Activation of retinal microglial cells, i.e., their transition into the ameba-like state and increased accumulation in the subretinal space, is considered an important component of AMD pathogenesis. However, in the studies on OXYS rats, we found that the symptoms of AMD development are associated with a decrease in the phagocytic function (elimination of dead cells) of the microglia. We compared age-associated changes in the distribution of activated macrophages, microglia, and macroglia in different retinal layers in OXYS and Wistar (control) rats and found no migration of activated macrophages and microglial cells into the photoreceptor-containing layer during manifestation of AMD-like clinical signs of retinopathy or during disease progression in OXYS rats (figure, panel (a)) [40]. Moreover, at the preclinical stage of the disease (at the age of 20 days), the number of activated macrophages in the retina of OXYS rats was lower than in the retina of control Wistar rats. Migration of activated macrophages and microglia into the inner layers of the neuroretina increased in the rats of both strains, but only in the OXYS rats, the levels of these cells were elevated in the ganglion and inner nuclear layers and lowered in the plexiform layers. Based on the data obtained, we assumed that the retinopathy in OXYS rats develops in parallel to phagocytosis dysfunction and decreased elimination of dead cells [40]. We believe that these processes are determined by the imbalance in the immune responses specific for OXYS rats, including inflammation, on the background of accelerated thymus involution and decrease in the activity of the T cell components of the immune system [77]. Indeed, an increasing number of studies indicate that genetically determined dysfunctions of the immune system and the associated changes in the inflammatory homeostasis can contribute to the AMD development and determine specific features of disease progression and organism’s response to therapy [77-80].

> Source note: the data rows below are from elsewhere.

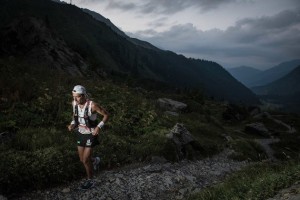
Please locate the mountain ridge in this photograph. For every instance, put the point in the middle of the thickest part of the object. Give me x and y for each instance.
(252, 77)
(105, 50)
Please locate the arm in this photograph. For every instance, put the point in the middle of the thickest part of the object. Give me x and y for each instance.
(72, 125)
(97, 108)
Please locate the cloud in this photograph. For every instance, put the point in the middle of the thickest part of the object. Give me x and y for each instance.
(157, 6)
(268, 39)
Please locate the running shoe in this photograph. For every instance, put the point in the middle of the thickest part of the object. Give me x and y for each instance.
(87, 184)
(96, 163)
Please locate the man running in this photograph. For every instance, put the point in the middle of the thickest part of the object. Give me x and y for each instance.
(84, 122)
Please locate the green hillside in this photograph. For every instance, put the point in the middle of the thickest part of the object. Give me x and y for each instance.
(105, 50)
(37, 151)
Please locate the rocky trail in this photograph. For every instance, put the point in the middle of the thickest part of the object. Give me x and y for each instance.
(156, 180)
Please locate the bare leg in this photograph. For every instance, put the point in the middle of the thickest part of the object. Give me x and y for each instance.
(85, 157)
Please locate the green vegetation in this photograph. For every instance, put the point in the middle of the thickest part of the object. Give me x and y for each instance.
(257, 182)
(35, 112)
(37, 151)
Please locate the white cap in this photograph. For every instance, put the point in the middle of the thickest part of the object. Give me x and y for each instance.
(79, 89)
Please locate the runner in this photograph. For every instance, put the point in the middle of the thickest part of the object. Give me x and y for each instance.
(87, 130)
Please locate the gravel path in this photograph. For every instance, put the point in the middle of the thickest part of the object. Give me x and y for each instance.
(161, 181)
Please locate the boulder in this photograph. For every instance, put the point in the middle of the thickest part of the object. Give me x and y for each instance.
(171, 105)
(181, 138)
(257, 128)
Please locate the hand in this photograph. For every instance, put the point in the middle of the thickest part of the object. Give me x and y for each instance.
(71, 127)
(96, 131)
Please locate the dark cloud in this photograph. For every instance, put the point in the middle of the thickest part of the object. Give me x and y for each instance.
(266, 39)
(120, 5)
(160, 6)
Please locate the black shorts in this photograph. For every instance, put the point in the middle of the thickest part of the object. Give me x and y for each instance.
(86, 140)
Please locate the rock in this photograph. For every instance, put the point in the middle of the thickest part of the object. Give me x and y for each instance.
(172, 113)
(31, 37)
(171, 105)
(151, 181)
(257, 128)
(181, 137)
(3, 197)
(66, 190)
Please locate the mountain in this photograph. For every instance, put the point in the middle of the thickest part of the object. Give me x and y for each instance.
(283, 93)
(244, 74)
(287, 85)
(107, 52)
(252, 77)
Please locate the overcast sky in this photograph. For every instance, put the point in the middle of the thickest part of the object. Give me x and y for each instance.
(257, 33)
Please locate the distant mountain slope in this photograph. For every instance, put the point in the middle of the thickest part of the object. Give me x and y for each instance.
(250, 77)
(135, 41)
(107, 51)
(276, 72)
(244, 74)
(287, 85)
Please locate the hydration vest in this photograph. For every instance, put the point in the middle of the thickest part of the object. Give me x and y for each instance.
(88, 122)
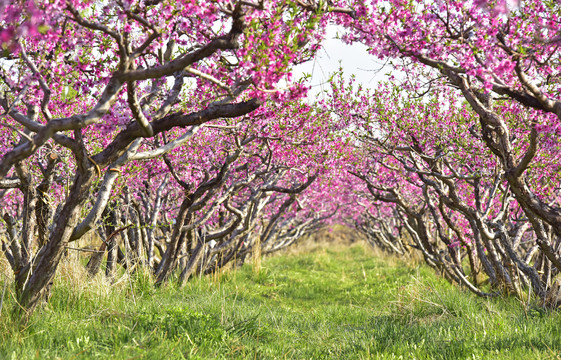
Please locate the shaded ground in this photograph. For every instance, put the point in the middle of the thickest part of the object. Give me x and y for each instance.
(336, 303)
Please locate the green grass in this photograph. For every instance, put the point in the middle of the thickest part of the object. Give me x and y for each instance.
(341, 303)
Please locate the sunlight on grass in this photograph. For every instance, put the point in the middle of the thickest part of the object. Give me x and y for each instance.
(337, 303)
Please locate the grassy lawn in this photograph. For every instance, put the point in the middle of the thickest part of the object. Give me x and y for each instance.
(327, 303)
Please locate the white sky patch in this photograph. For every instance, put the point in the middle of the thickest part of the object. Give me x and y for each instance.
(354, 60)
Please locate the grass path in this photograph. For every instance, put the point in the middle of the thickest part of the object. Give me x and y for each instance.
(341, 303)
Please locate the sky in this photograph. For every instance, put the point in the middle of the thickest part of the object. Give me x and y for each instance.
(354, 59)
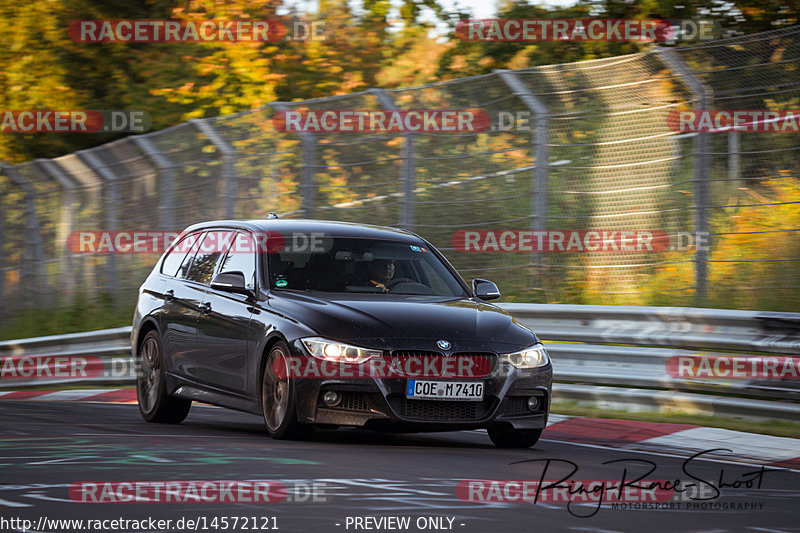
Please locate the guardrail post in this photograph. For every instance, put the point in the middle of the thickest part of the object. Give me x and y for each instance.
(309, 164)
(228, 155)
(166, 215)
(409, 166)
(65, 225)
(31, 273)
(734, 158)
(111, 202)
(704, 97)
(539, 147)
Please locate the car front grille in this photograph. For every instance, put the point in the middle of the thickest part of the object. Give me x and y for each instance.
(423, 354)
(351, 401)
(445, 411)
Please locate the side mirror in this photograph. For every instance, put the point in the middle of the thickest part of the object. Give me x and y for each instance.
(485, 289)
(230, 282)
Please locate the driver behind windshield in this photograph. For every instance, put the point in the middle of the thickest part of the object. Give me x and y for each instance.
(381, 272)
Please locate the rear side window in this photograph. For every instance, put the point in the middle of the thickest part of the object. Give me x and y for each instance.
(241, 257)
(209, 254)
(183, 270)
(177, 254)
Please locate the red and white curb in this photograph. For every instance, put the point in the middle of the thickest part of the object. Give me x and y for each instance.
(681, 439)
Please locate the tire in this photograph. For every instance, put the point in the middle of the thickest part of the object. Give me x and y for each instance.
(151, 387)
(278, 403)
(507, 437)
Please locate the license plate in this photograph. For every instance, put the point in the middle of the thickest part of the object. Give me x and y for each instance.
(444, 390)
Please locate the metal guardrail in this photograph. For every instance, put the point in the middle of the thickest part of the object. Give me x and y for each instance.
(607, 356)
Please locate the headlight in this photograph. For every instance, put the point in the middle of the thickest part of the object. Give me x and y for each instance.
(338, 352)
(531, 357)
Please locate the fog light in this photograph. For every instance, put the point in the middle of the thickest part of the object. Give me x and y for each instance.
(331, 398)
(533, 403)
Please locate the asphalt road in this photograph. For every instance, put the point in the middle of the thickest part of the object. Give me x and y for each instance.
(58, 455)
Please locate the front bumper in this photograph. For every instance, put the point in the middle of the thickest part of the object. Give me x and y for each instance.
(381, 403)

Although the paradigm on the secondary role of glia is outdated, the contribution of changes in the glial cells to AMD pathogenesis is still insufficiently studied. However, the functions of these cells determine the interactions of retinal neurons and adequate immune responses to external factors, stress, and aging. Impairments in the phagocytic functions of the microglia lead to accumulation of damaged cells, whereas gliosis of Muller cells and astrocytes decreases the bioavailability of neurotrophic factors. The understanding of age-related changes in the state and reactivity of retinal glial cells is necessary for revealing causes and mechanisms of development of age-related neurodegenerative diseases, including AMD. Moreover, recent publications suggest that glia can be a target for prophylaxis of degenerative changes in the retina and for recovery of retina functions in AMD.

Funding

The work was supported by the Russian Foundation for Basic Research (project no. 18-315-00216) and the Government of the Russian Federation (project no. 2017-220-06-735576001).